In these times where passions seem to rule our hearts in decisions such as these, and we have the matching divorce statistics to show how we often go the wrong way about choosing our life partner, or spouse, I thought this may be helpful to some of my readers.

Therefore, said the Puritans, in choosing a spouse one should look, not necessarily for one whom one does love, here and now, in Rogers’ heart-pitched sense (such a person, if found, might still not be a suitable candidate for a life partnership), but for one whom one can love with steady affection on a permanent basis. Loving actions of all sorts, including physical mating, will ripen and deepen this affection, and lead to a warmth of conjugal love.

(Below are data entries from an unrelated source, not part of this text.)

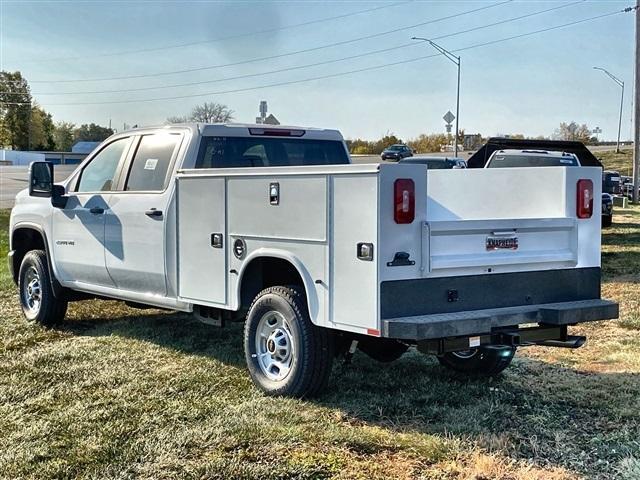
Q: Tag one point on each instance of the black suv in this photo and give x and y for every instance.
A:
(396, 152)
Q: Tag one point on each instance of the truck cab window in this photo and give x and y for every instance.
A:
(234, 152)
(99, 175)
(151, 161)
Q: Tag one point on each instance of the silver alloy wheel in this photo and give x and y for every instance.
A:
(32, 291)
(274, 346)
(465, 354)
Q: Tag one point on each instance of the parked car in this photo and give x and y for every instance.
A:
(627, 186)
(436, 163)
(548, 158)
(611, 182)
(396, 152)
(271, 226)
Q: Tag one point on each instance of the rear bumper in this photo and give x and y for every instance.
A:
(483, 322)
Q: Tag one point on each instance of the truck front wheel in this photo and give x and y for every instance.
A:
(479, 361)
(38, 302)
(286, 354)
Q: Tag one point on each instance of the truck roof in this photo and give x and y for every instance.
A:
(480, 158)
(249, 129)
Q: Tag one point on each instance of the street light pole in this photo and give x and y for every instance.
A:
(456, 60)
(621, 85)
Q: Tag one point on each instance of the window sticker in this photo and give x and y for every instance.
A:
(150, 164)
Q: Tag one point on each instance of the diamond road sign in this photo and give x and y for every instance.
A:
(449, 117)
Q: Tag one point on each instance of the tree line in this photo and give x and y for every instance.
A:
(25, 125)
(434, 142)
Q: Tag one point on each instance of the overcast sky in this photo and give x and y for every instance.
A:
(526, 85)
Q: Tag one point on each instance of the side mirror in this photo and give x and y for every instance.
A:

How should a character estimate be made? The wise way to form an opinion about possible partners is to find out their reputation, watch how they act in company, how they dress and talk, and note whom they select as friends. (‘The report, the looks, the speech, the apparel, and the companions … are like the pulses that show whether we be well or ill’—Henry Smith.27 ‘Choose such a companion for thy life as hath chosen company like thee before’—Robert Cleaver.2 8) For a realistic assessment, couples wondering about matrimony need ‘to see each other eating and walking, working and playing, talking and laughing and chiding too; or else it may be, the one shall have with the other lesse than he or she looked for, or more than they wished for.’29 Other things being equal, partners should be of similar age, social position, wealth, and intellectual ability, and should have secured their parents’ goodwill towards the match. Also, they should be able to see that an affectional bond is growing between them, based on the conviction that God has given them to each other to glorify him by their mutual love and service. The good sense of all this is obvious, and calls for no comment save that this careful, prayerful blending of human and divine wisdom, seeking the will of God through discernment of personal and circumstantial fitness in all its relevant forms, was the mark of Puritan decision-making in all matters of importance across the board. Packer, J. I. (1994). A quest for godliness : The Puritan vision of the Christian life (268). Wheaton, Ill.: Crossway Books.